カフェ開業は人気の独立スタイルですが、コーヒー1杯500円のビジネスを継続させるには 立地戦略がほぼ全てを決めます。 スターバックス・ドトール・タリーズ・コメダ・個人店、それぞれが どんな商圏戦略を採っているのか。 客単価と商圏半径の関係を整理し、自分の出店判断に活かせる枠組みを提示します。circle-mapでの競合店プロット手順も末尾で紹介。
カフェ商圏の3つの軸
カフェの商圏は3つの軸で評価できます。
- 客単価: 300円(個人喫茶)/ 600円(チェーン店)/ 1,200円(高級カフェ)

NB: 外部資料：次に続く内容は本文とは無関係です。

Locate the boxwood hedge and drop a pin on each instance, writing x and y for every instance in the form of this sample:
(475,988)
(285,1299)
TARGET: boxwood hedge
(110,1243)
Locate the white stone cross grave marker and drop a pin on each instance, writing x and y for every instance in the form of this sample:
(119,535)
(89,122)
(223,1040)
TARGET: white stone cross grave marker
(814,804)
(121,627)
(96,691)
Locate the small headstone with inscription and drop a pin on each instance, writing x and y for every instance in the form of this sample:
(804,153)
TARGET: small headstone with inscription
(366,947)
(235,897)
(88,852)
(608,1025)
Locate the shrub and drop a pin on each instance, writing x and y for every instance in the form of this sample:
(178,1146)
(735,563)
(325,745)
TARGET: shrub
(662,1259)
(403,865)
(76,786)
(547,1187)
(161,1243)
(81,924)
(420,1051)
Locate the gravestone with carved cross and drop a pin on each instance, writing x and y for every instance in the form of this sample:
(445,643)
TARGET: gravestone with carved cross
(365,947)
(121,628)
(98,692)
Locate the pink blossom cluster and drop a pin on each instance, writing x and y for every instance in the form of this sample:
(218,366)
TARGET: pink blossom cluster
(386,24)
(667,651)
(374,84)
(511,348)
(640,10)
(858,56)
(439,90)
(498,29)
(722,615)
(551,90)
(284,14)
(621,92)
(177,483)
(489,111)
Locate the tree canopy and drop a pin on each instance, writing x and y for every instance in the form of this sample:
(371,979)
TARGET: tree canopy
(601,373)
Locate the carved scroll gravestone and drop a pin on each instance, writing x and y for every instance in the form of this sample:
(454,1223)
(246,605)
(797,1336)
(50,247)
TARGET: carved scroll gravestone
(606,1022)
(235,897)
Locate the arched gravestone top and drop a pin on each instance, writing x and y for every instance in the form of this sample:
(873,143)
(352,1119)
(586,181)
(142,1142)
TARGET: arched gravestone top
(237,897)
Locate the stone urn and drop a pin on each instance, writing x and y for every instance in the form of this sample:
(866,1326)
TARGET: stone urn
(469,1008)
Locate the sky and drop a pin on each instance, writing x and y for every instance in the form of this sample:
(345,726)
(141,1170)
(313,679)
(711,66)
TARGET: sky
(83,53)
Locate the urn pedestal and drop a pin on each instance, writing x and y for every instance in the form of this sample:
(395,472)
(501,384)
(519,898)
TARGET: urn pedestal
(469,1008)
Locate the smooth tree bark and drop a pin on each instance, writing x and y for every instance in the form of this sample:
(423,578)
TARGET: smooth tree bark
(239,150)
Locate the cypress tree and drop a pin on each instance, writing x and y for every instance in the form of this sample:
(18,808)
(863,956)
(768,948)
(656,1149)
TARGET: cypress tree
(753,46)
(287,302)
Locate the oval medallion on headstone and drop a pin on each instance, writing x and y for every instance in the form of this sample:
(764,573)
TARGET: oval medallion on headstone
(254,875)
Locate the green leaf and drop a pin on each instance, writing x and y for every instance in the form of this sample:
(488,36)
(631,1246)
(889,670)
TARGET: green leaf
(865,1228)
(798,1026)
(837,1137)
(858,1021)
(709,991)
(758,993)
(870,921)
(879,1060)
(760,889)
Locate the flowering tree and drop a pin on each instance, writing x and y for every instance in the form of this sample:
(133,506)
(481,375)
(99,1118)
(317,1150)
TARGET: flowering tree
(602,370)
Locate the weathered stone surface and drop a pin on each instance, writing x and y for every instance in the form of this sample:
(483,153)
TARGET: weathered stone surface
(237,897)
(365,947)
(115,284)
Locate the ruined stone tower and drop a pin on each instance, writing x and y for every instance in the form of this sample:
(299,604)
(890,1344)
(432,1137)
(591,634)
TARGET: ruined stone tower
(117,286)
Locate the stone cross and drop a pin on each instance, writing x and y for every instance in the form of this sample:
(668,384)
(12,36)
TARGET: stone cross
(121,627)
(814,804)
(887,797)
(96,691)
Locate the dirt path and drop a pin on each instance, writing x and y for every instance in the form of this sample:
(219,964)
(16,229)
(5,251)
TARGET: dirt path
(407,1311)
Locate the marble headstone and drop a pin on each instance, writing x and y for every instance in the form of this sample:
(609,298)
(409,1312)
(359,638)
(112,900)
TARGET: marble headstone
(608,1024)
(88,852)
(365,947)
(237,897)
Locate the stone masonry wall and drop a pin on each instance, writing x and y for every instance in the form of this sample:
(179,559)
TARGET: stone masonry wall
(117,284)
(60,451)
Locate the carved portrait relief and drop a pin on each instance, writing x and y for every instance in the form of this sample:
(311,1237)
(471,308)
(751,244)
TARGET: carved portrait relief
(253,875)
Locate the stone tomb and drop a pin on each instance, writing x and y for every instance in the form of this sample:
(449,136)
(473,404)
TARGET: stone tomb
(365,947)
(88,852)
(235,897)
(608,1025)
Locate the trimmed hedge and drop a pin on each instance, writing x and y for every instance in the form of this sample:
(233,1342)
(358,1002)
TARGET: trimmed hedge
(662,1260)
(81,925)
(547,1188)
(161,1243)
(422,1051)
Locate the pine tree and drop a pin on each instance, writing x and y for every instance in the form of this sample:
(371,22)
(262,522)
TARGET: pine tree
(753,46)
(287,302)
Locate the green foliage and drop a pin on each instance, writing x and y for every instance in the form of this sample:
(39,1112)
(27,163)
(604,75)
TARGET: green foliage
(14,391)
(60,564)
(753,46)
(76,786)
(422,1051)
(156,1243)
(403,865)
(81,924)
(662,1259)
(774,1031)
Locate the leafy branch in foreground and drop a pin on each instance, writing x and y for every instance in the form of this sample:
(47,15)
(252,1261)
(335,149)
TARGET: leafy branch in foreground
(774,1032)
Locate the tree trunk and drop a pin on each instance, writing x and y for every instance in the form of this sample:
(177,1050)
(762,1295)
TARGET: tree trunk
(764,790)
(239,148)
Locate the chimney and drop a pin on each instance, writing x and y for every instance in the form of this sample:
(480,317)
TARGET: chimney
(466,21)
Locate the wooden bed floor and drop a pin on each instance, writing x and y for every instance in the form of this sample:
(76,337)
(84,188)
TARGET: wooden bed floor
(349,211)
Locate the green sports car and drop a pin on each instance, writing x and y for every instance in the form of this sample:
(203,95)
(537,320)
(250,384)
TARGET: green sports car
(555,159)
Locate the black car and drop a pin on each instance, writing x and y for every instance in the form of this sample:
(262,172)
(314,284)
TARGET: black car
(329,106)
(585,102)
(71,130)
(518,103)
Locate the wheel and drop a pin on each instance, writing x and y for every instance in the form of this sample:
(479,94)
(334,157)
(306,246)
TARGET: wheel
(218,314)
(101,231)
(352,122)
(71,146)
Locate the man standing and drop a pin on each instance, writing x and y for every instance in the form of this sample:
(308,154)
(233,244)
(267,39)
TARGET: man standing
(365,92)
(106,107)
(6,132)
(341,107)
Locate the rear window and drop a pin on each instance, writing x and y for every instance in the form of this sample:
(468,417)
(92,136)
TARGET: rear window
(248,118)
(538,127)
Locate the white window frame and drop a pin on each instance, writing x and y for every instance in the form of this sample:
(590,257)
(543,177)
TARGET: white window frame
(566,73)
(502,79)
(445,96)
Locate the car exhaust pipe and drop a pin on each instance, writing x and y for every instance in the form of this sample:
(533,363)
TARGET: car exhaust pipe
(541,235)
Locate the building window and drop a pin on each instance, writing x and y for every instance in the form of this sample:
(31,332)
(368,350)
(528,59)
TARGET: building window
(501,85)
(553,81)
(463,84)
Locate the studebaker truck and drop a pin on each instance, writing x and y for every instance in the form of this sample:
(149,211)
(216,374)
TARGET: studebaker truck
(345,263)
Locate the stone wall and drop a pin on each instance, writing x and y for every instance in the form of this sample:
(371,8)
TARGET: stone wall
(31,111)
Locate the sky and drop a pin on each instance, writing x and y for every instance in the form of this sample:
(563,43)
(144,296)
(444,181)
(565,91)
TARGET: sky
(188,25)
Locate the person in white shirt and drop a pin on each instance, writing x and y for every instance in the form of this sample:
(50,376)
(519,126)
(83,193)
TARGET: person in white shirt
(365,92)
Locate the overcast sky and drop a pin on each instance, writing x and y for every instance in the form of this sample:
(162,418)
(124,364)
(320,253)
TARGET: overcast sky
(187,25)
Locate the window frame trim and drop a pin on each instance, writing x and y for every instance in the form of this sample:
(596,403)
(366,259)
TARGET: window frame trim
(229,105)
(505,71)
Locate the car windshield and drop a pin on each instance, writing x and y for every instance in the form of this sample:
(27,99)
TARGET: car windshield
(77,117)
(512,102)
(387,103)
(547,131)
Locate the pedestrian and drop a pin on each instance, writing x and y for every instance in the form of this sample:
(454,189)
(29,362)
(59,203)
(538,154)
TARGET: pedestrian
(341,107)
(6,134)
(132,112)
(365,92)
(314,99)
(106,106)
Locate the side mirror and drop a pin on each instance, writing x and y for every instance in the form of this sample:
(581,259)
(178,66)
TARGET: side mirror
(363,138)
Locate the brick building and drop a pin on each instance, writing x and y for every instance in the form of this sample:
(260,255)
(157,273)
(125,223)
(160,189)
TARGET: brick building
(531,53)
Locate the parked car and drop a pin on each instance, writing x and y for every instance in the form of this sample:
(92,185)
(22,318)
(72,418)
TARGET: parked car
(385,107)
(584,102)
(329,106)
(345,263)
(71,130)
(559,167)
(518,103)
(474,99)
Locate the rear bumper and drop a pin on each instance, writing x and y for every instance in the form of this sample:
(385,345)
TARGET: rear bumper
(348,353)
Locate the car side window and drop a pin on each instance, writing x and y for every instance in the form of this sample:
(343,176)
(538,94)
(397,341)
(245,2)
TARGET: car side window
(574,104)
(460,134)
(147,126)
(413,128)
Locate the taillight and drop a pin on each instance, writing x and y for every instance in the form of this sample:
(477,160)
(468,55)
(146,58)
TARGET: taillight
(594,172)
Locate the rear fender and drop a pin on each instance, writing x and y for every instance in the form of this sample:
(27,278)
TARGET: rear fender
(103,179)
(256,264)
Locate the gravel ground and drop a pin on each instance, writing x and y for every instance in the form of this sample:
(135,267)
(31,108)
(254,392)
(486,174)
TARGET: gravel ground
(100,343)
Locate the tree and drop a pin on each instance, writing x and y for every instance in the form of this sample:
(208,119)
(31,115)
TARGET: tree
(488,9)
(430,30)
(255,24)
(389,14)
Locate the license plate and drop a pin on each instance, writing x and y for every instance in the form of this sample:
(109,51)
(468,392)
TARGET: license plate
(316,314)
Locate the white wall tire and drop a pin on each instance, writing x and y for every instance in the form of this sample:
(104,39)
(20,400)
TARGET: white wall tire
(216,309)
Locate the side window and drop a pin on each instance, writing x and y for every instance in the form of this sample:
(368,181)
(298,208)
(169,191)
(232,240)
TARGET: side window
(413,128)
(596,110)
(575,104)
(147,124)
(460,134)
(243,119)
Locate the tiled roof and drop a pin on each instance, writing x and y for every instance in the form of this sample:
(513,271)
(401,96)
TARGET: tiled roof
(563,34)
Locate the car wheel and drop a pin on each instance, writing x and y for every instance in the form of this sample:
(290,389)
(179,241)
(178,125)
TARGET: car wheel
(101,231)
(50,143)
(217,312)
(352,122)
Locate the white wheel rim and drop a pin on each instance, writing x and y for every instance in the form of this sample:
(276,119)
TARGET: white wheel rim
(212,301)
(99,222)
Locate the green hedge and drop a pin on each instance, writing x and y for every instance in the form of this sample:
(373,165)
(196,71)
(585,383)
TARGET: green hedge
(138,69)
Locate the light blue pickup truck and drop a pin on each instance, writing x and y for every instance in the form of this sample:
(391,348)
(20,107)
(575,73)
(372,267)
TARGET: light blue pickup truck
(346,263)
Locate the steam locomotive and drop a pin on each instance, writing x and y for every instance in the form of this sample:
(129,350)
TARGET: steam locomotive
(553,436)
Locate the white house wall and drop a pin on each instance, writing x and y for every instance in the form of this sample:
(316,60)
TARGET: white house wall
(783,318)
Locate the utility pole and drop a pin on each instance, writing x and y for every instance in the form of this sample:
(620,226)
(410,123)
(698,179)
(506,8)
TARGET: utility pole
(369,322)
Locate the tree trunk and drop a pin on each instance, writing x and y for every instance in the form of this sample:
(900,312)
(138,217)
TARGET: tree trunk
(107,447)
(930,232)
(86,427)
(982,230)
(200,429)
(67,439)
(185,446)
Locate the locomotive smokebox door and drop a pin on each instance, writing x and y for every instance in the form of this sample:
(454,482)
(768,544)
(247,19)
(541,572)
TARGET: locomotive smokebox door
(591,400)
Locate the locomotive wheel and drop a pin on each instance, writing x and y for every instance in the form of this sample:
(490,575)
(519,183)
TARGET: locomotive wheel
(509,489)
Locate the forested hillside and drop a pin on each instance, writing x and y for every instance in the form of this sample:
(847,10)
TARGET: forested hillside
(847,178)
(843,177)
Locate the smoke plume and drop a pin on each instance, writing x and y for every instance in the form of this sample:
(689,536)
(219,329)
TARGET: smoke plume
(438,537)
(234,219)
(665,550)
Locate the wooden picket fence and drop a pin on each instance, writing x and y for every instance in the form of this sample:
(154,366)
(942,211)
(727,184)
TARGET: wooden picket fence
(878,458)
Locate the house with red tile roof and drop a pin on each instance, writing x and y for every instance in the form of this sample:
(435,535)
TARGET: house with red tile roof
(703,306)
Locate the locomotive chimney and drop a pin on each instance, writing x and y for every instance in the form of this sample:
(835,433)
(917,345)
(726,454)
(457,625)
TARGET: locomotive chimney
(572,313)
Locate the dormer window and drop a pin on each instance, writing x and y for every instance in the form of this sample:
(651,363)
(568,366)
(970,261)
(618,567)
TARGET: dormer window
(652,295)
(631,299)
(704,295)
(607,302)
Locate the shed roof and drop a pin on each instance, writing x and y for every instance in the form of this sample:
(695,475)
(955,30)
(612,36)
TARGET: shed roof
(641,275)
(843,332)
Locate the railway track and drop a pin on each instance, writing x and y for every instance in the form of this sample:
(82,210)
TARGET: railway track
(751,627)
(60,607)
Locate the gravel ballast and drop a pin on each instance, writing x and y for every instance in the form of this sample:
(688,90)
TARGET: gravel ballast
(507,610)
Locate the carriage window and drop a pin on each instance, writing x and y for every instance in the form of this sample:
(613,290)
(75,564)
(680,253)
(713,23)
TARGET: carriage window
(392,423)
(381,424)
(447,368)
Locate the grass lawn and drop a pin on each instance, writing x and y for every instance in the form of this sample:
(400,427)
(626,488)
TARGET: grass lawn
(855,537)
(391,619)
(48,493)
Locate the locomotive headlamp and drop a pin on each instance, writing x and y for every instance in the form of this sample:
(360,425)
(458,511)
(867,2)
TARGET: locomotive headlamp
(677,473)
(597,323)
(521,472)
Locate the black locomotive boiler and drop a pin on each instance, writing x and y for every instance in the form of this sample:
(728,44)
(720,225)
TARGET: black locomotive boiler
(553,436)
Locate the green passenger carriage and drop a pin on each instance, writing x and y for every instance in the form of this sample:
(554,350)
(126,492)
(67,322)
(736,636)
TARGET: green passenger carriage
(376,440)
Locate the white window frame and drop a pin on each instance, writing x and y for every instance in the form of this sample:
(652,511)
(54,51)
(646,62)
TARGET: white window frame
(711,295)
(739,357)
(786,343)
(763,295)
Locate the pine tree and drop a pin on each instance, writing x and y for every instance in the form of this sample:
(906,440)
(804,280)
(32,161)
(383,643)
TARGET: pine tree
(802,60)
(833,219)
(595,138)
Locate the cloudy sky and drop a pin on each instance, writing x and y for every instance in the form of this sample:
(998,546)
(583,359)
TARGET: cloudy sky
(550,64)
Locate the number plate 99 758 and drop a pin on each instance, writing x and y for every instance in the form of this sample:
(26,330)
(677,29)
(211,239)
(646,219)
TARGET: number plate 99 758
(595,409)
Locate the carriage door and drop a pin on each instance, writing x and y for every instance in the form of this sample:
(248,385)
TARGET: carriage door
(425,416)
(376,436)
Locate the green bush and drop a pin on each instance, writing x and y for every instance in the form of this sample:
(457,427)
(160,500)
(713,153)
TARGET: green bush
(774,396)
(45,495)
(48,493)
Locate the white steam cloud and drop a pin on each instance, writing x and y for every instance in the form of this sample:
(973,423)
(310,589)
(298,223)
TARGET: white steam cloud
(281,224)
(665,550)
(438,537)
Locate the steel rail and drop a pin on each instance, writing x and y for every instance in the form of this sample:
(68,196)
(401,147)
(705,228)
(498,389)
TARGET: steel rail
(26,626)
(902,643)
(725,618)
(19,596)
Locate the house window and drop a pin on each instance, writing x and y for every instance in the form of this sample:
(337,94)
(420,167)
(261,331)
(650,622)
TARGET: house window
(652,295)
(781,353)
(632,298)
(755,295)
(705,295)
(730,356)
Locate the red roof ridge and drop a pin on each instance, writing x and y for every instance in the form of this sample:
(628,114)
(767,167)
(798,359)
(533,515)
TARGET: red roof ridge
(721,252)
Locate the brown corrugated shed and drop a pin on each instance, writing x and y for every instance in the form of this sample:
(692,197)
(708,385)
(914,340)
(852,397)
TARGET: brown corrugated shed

- 滞在時間: 10分(テイクアウト)/ 30分(休憩)/ 90分(作業・読書)
- 来店頻度: 週5回(通勤途中)/ 週1回(週末)/ 月1回(イベント)
この3軸の組み合わせで、必要な商圏人口と立地が変わります。
- 500m · 徒歩商圏駅前型の中心。同価格帯の競合が何軒あるかを数える範囲。
- 1km · 駅前型の外縁徒歩12分前後。ここを超えると「わざわざ行く店」になる。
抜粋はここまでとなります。